There are 3 main API that we use in the eBatch project

1. Event Frame with calculation

1.1 URL : https://pivision.eua.solvay.com/piwebapi/assetdatabases/F1RD0WI4NHGJw0uG4fwriJz93welqtozWz30OpJS7GtHMFHgQUNFVzFQU1RFS1BBRjAzXEdCVSBTT0RBIC0gQUxMIFBMQU5UUw/eventframes?templateName=Batch_Record_Pharma

Option:

&starttime=*-24h (last 24 hours)

&startime=%272024-05-19%2010:40:00%27 (specific start time)

It will list all event frames in the selected time.

1.2 Each event frame is required to get the list of Attributes in the link of attribute. We can specific only the fields value that we need by using parameter "selectedFields"

https://pivision.eua.solvay.com/piwebapi/eventframes/F1Fm0WI4NHGJw0uG4fwriJz93w7OER3RAm7xGECgKK4iH3qQQUNFVzFQU1RFS1BBRjAzXEdCVSBTT0RBIC0gQUxMIFBMQU5UU1xFVkVOVEZSQU1FU1tFQkFUQ0ggRVZFTlQgRlJBTUUgR0VORVJBVElPTjIgMjAyNC0wNi0wOSAwMzozMTozOC40MDBd/attributes? selectedFields=Items.Name;Items.Links.Attributes;Items.Links.Value

We will get the value directly from Batch_ID, Weight and Silo by getting from Value links (point 1.4)

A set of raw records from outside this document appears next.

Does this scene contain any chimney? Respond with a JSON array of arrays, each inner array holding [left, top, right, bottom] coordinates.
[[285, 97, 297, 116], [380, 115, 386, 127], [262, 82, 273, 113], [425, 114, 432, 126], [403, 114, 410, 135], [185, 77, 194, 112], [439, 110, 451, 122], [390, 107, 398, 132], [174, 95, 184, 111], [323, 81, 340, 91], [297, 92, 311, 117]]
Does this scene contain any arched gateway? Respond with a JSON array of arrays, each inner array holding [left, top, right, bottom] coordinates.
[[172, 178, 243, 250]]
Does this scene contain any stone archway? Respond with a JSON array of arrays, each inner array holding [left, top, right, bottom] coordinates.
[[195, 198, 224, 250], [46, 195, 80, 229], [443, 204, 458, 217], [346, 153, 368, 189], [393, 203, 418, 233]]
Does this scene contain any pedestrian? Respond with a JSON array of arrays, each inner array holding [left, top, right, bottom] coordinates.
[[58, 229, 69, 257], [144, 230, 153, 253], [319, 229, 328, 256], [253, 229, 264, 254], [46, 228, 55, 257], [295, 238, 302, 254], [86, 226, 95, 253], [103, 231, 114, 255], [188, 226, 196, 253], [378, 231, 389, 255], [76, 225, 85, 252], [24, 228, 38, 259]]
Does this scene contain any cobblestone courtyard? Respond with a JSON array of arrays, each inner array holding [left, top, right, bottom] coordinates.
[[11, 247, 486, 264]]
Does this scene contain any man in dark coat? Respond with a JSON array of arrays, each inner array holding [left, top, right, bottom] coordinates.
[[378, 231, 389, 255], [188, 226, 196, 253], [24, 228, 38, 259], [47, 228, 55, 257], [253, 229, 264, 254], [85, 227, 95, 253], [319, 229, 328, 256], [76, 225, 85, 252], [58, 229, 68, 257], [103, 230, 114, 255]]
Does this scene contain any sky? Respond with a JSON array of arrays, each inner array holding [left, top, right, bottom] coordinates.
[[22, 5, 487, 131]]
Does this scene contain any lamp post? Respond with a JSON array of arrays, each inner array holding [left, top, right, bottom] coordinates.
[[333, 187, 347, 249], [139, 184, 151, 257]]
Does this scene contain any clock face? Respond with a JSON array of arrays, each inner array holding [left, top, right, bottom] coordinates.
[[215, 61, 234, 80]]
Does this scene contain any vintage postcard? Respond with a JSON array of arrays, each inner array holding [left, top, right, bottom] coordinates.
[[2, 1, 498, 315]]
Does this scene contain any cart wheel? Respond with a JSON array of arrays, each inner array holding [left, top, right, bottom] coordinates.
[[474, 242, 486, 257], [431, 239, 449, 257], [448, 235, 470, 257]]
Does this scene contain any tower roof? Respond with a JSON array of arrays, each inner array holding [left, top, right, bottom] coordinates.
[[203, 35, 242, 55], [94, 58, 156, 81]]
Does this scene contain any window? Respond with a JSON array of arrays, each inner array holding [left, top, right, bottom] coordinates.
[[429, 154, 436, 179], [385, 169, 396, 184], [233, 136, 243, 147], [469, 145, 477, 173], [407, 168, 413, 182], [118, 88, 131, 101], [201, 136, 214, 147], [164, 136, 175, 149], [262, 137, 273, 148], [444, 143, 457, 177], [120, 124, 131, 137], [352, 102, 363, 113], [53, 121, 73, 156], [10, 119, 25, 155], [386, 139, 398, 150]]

Sometime we will get error batch id but we keep it as the same as source

1.3 The rest of the attribute, which is not starting with Granulom and not equals to Batch_ID, Weight and Silo are required to access to Attribute link in order to get sub attribute (Avg, Low_limit, Upper_limit, Max, Mean, Min, Std)

1.4 Get the value from the Value link

2. Event Frame with value in time series - Granulom

The same steps as Event Frame with calculation on point 1 and 2 but the Attribute will be get only the name starting with "Granulom". Then instead of get the sub attribute, it is required to get the values during the event frame in "RecordedData" link

3. Tags data

3.1 Find the "Web ID" by using this URL: https://pivision.eua.solvay.com/piwebapi/points/search?dataServerWebId=F1DSUZOarN2bd0yKBpfAHpVUXAQUNFVzFQU1RFS1BEQTAx&query=TOR.BIR.SILO.SILO.SILO.SY_L2_COL_A&selectedFields=Items.WebId

The red text is the tag name in this file List of Tag (column N). For example Torrelavega, we add the tags into this context in RDS l_VAR_eBatch_tag_TOR_tag ={'TOR.BIR.SILO.SILO.SILO.SY_L2_COL_A','TOR.BIR.SILO.SILO.SILO.SY_L2_COL_B','TOR.BIR.SILO.SILO.SILO.SY_L2_COL_L','TOR.BIR.SILO.SILO.SILO.SY_L2_PPM_CA_BIR'}

Remark: each site will have different parameter. TOR is the site name Torrelavega.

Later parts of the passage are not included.